“Improving Ohio’s water quality is incredibly important,” said Governor Mike DeWine. “Giving farmers an incentive to participate in this conservation process is another step toward clean water for future generations.”
The new program is being offered in combination with the Lake Erie Conservation Reserve Enhancement Program (CREP). CREP is a USDA conservation program that offers farmers and landowners financial compensation for taking cropland out of production and establishing conservation practices. The H2Ohio Water Quality Incentive Program will offer a one-time payment of $2,000 per acre for new Lake Erie CREP wetlands and forested riparian buffers (buffer strip with trees) to help improve water quality in the Lake Erie watershed. Wetlands and riparian buffers act as filters to reduce nutrient loading into waterways and help reduce flooding. Riparian buffers also stabilize streambanks to reduce soil erosion.

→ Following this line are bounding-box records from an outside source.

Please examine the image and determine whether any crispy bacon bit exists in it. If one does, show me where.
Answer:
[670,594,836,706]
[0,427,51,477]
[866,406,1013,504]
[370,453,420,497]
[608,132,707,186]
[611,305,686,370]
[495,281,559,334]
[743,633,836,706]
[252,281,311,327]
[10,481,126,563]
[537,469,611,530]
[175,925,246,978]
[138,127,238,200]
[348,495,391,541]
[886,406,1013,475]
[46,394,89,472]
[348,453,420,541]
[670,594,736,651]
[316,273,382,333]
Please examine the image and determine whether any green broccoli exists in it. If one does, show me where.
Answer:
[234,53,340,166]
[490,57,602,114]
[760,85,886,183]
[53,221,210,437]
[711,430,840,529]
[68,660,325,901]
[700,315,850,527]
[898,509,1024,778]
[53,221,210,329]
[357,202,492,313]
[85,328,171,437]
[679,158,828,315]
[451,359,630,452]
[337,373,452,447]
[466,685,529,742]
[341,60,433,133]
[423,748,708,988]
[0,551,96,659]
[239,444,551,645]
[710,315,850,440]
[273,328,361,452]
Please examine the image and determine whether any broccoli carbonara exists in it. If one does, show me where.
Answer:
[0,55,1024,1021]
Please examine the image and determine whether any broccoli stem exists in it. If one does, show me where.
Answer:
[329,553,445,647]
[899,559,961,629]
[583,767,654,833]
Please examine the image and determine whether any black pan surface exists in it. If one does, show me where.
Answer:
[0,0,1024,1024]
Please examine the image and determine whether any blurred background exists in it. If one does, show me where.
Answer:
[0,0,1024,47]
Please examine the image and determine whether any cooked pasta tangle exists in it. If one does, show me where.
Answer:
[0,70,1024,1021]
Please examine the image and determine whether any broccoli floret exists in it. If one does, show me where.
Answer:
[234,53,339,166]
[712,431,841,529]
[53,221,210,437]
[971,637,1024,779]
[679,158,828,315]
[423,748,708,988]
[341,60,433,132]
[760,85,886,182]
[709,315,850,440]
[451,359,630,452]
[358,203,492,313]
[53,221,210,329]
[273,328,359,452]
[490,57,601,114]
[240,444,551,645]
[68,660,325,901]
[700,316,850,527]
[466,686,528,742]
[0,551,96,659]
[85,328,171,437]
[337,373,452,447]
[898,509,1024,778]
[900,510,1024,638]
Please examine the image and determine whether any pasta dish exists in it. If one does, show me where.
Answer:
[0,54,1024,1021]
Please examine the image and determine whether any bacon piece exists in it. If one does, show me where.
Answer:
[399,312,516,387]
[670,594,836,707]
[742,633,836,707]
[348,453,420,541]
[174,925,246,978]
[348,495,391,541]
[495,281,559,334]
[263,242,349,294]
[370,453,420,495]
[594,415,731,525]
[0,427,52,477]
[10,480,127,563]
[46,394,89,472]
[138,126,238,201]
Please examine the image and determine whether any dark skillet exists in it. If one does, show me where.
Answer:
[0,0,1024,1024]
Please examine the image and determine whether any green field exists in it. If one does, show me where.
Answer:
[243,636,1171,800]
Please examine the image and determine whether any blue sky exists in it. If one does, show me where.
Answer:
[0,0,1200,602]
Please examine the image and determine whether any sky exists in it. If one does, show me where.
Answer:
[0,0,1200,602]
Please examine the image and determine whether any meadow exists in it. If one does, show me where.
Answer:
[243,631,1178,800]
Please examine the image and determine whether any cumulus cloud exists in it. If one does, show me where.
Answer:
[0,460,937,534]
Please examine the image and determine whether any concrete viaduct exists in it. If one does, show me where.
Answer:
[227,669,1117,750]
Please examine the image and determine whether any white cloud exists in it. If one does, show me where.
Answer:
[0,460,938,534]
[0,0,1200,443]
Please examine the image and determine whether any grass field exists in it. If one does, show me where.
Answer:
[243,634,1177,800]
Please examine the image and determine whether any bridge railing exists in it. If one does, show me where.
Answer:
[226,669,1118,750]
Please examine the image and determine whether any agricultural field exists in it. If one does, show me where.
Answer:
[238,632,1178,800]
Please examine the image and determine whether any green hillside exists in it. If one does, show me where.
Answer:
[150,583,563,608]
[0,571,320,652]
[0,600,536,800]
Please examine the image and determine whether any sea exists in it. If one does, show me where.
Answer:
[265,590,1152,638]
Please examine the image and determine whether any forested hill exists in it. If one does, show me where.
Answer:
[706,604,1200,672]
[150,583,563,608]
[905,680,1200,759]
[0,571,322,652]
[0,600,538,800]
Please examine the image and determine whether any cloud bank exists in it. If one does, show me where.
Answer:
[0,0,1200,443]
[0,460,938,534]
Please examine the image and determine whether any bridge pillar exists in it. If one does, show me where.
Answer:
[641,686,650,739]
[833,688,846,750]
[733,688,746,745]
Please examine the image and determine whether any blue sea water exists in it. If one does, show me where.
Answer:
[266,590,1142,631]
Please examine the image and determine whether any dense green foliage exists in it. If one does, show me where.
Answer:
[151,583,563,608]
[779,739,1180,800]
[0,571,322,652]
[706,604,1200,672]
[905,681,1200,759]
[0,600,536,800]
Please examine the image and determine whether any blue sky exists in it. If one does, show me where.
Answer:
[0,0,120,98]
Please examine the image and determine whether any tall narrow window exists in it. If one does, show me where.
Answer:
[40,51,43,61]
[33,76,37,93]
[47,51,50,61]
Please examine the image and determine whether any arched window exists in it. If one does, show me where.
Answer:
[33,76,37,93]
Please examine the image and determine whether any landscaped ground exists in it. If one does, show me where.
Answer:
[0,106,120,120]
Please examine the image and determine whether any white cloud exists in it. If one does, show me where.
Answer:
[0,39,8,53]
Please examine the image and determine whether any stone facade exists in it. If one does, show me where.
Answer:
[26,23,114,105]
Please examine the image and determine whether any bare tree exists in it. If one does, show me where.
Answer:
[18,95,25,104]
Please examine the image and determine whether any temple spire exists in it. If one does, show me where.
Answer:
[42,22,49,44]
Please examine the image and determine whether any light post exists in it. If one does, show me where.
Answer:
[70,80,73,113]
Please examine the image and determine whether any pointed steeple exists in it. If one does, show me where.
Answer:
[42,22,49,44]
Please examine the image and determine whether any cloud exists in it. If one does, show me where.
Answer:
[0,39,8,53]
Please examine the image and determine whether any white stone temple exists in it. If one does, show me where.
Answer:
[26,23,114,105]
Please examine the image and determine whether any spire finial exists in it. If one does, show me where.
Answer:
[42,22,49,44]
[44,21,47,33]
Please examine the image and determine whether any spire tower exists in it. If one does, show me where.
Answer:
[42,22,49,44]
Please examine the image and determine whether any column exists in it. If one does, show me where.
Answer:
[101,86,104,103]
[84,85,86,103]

“This program gives farmers a unique opportunity to benefit the environment and themselves,” ODNR Director Mary Mertz said. “The program will let farmers boost Ohio’s environmental health while receiving fair compensation.”
To qualify for the H2Ohio Water Quality Incentive Program, interested farmers and landowners must be eligible for CREP and submit an H2Ohio WQIP application during the announced sign-up period prior to their CREP contract approval. Applicants do not have to sign up for CREP prior to applying for the H2Ohio WQIP. However, if the applicant is approved for the WQIP, an approved CREP contract will be required to receive the WQIP payment. Applications will be scored and selected based on criteria to prioritize the best projects to improve water quality. For qualifying criteria click here.
Farmers interested in more information can contact ODNR technical staff for additional program details, project planning assistance, and help with the application process. To contact an ODNR representative in your area click here.
The new incentive program is one of several H2Ohio efforts currently underway by ODNR including the Forder Bridge Project in Paulding County, the Fruth Wetland Nature Preserve in Seneca County, the St. Joseph Confluence Reconnection in Williams County, the Van Order Wetland and Forest Restoration in Henry County, and the new wetland area east of the Andreoff Wildlife Area in Wyandot County.